This article originally appeared on Sophicity's CitySmart blog.
Following open records laws and records retention policies is serious business. However, email sometimes gets treated like an informal type of communication. But when email is considered a public record, an informal approach to email becomes hard-to-manage, expensive, and time-consuming when responding to an open records request.
Unfortunately, many cities have not modernized their email systems. As a result, they open themselves up to greater risk by not having proper business-class functionality to help properly archive and maintain email.
Here are a few serious mistakes that jeopardize a city’s ability to respond to open records requests that involve email.
- Using free or personal email accounts. Free software platforms often lack a central way to manage and maintain email that can effectively match your city’s records retention policies. Personal email accounts involve even more risk because they blur the boundary between business and personal information. Politicians from Sarah Palin to Hillary Clinton have run into ugly, expensive problems when using personal emails for government business. Conduct all city business with a business-class email system that your IT staff or vendor manages and maintains.
- Lacking an email archiving policy. To reduce the risk of deleting or losing important emails, it helps to set up archiving on your email platform. That means taking a serious look at storage. Reducing employee email storage increases the risk of employees deleting emails that need to be retained. If you know how long you need to keep your emails and when they can be deleted, then you can automate your email system to take care of this.
- Failing to properly back up emails both onsite and offsite. Emails for city business are public records. In other words, failing to back up emails is not optional. If you already have a data backup plan for your email, then you need to examine if you back up that data both onsite and offsite. Also, you need to test your backups at least quarterly to ensure they work.

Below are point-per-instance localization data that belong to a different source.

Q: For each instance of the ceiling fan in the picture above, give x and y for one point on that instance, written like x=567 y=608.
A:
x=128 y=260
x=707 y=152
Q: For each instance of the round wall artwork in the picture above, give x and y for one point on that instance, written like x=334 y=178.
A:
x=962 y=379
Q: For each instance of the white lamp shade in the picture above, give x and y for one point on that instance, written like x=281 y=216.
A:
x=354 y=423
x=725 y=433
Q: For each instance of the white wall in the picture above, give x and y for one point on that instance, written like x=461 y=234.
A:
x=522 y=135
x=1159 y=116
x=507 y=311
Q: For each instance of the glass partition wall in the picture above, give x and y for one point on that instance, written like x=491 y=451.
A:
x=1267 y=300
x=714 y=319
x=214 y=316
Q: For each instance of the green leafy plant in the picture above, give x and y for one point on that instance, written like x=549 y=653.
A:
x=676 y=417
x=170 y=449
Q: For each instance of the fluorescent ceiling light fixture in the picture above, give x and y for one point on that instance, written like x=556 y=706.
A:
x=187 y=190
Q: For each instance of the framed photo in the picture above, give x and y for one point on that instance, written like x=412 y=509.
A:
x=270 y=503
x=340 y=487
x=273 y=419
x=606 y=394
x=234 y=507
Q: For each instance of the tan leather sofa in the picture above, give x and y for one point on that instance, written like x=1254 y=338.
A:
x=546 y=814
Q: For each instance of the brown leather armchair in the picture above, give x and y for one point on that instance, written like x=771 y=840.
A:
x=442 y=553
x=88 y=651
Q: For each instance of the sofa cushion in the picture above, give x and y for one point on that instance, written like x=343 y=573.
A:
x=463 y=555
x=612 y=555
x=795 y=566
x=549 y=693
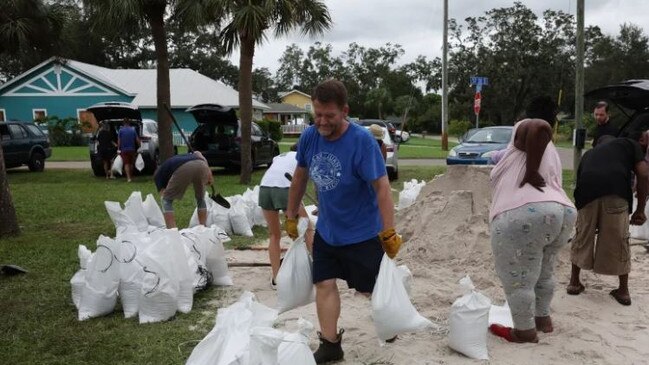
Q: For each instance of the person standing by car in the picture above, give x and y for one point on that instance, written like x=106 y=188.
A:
x=604 y=126
x=128 y=143
x=531 y=219
x=603 y=195
x=355 y=208
x=107 y=148
x=273 y=197
x=377 y=132
x=174 y=176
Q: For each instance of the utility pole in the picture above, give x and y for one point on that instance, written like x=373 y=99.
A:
x=445 y=81
x=580 y=132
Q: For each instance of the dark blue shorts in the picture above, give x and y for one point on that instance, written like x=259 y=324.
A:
x=358 y=264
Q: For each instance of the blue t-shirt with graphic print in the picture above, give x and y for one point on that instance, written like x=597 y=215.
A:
x=343 y=171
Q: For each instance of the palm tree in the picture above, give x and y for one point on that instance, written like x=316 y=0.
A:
x=244 y=24
x=151 y=13
x=23 y=24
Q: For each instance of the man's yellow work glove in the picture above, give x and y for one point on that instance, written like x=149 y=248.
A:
x=290 y=226
x=390 y=241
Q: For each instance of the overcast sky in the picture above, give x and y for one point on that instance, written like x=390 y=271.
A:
x=417 y=24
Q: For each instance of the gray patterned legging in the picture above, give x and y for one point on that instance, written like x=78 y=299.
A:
x=525 y=242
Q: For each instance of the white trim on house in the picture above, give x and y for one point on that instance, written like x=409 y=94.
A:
x=34 y=111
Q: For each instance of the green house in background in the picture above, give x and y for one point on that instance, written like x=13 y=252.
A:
x=65 y=88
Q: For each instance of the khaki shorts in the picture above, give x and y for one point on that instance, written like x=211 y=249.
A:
x=273 y=198
x=608 y=254
x=194 y=172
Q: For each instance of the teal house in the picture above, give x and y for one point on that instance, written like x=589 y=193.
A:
x=65 y=88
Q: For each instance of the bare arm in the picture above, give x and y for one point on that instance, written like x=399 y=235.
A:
x=296 y=191
x=532 y=138
x=642 y=175
x=384 y=197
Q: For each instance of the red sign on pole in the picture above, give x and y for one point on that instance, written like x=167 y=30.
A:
x=476 y=103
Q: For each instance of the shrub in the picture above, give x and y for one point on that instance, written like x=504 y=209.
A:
x=273 y=127
x=458 y=127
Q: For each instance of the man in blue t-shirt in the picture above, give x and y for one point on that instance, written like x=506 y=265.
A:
x=355 y=209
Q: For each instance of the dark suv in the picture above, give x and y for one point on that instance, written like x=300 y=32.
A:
x=23 y=143
x=218 y=137
x=632 y=98
x=114 y=113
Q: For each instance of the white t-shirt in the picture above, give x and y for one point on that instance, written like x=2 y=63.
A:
x=274 y=176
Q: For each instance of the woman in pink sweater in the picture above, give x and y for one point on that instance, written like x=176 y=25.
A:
x=531 y=219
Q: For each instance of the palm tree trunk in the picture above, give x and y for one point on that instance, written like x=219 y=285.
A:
x=155 y=16
x=247 y=53
x=8 y=219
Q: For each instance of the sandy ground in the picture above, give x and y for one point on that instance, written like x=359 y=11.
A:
x=447 y=237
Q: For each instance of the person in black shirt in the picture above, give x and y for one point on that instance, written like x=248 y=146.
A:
x=604 y=126
x=603 y=197
x=106 y=148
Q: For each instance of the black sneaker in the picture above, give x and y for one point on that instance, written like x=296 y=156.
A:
x=329 y=352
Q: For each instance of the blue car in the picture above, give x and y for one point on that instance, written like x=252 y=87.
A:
x=478 y=145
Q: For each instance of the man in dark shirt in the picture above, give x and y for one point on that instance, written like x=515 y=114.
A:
x=174 y=176
x=604 y=126
x=603 y=197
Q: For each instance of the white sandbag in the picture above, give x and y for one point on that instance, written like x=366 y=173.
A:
x=469 y=322
x=264 y=342
x=229 y=340
x=134 y=209
x=99 y=295
x=153 y=212
x=501 y=315
x=118 y=165
x=122 y=221
x=159 y=294
x=408 y=195
x=294 y=278
x=295 y=347
x=239 y=219
x=78 y=280
x=139 y=162
x=639 y=232
x=392 y=311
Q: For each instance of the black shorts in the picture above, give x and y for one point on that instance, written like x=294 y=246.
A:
x=358 y=264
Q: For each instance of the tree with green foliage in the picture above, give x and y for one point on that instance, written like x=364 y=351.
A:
x=244 y=24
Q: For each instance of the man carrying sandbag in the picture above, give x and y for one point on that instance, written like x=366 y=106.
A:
x=174 y=176
x=356 y=212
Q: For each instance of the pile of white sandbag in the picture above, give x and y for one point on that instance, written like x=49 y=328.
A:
x=408 y=195
x=244 y=334
x=154 y=271
x=244 y=213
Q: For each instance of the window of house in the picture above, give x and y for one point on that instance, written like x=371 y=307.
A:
x=39 y=114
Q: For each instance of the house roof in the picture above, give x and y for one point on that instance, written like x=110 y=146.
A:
x=283 y=108
x=285 y=93
x=188 y=87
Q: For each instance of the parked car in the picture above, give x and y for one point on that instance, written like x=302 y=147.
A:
x=478 y=144
x=23 y=143
x=392 y=160
x=632 y=98
x=218 y=137
x=382 y=123
x=114 y=114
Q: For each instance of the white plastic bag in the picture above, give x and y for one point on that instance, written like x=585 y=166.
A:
x=118 y=165
x=153 y=212
x=139 y=162
x=99 y=295
x=392 y=311
x=295 y=348
x=469 y=322
x=294 y=278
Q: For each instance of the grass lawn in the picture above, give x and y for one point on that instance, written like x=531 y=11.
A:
x=61 y=209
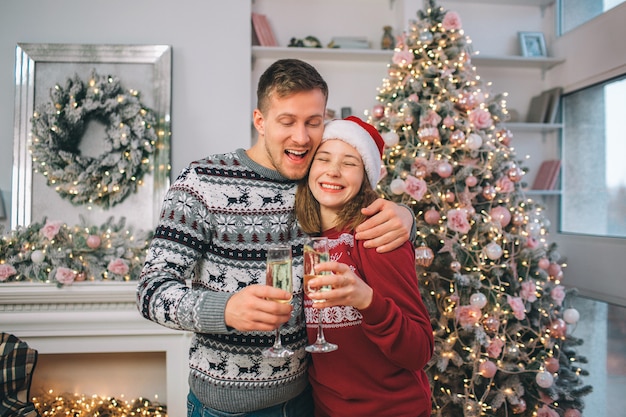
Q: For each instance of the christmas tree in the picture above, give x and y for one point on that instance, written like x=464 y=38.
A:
x=490 y=276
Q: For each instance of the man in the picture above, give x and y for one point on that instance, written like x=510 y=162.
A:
x=218 y=219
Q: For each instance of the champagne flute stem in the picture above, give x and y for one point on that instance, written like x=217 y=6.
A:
x=320 y=329
x=277 y=342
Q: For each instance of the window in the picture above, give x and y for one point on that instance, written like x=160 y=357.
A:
x=594 y=167
x=574 y=13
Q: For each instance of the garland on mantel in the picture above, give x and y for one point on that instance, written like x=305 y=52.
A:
x=57 y=130
x=50 y=404
x=53 y=252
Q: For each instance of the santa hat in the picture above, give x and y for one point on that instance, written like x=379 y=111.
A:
x=364 y=137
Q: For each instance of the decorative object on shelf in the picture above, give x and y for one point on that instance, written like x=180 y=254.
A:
x=137 y=139
x=349 y=42
x=487 y=296
x=58 y=128
x=547 y=175
x=388 y=41
x=543 y=108
x=308 y=42
x=50 y=404
x=262 y=33
x=554 y=100
x=532 y=44
x=53 y=252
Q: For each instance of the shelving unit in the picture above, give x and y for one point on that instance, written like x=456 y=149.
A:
x=378 y=55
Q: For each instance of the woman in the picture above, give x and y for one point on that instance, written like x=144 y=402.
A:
x=374 y=311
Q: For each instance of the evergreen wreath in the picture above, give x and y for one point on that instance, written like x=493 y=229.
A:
x=58 y=127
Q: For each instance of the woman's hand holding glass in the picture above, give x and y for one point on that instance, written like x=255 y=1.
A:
x=347 y=288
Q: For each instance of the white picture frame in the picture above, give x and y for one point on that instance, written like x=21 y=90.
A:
x=532 y=44
x=37 y=68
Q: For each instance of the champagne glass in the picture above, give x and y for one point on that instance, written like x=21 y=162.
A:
x=278 y=274
x=315 y=252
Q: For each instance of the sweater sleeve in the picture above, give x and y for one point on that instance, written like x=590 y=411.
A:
x=180 y=238
x=397 y=320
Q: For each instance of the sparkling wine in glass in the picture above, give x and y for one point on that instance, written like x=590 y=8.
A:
x=315 y=252
x=278 y=274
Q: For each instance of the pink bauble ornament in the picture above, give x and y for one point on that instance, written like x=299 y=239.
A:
x=37 y=256
x=554 y=269
x=424 y=256
x=491 y=324
x=378 y=111
x=501 y=215
x=544 y=379
x=391 y=138
x=428 y=135
x=432 y=216
x=474 y=141
x=558 y=328
x=397 y=186
x=572 y=412
x=520 y=407
x=515 y=174
x=493 y=251
x=543 y=263
x=444 y=169
x=504 y=136
x=478 y=299
x=457 y=138
x=489 y=192
x=552 y=365
x=518 y=218
x=487 y=369
x=571 y=316
x=93 y=241
x=471 y=181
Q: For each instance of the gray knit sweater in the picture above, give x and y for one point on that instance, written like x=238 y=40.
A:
x=218 y=219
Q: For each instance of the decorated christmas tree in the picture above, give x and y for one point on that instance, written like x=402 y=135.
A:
x=488 y=272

- Relying on email for document management. We’ve written before that email is no substitute for a document management system. Document management systems work exceptionally well for creating, editing, reviewing, and finalizing official documents while collaborating transparently with other people. Documents don’t get lost, they are seen by any authorized user, and they are easy to find when you receive an open records request. By contrast, documents become much harder to manage when they only reside in people’s emails.
To avoid the above mistakes, your city can follow this simple checklist.
- Use a business-class email system.
- Archive email to match with your city’s retention schedule.
- Back up emails both onsite and offsite.
- Create official documents in a document management system.
- Clarify city policy and procedures about using personal and business email.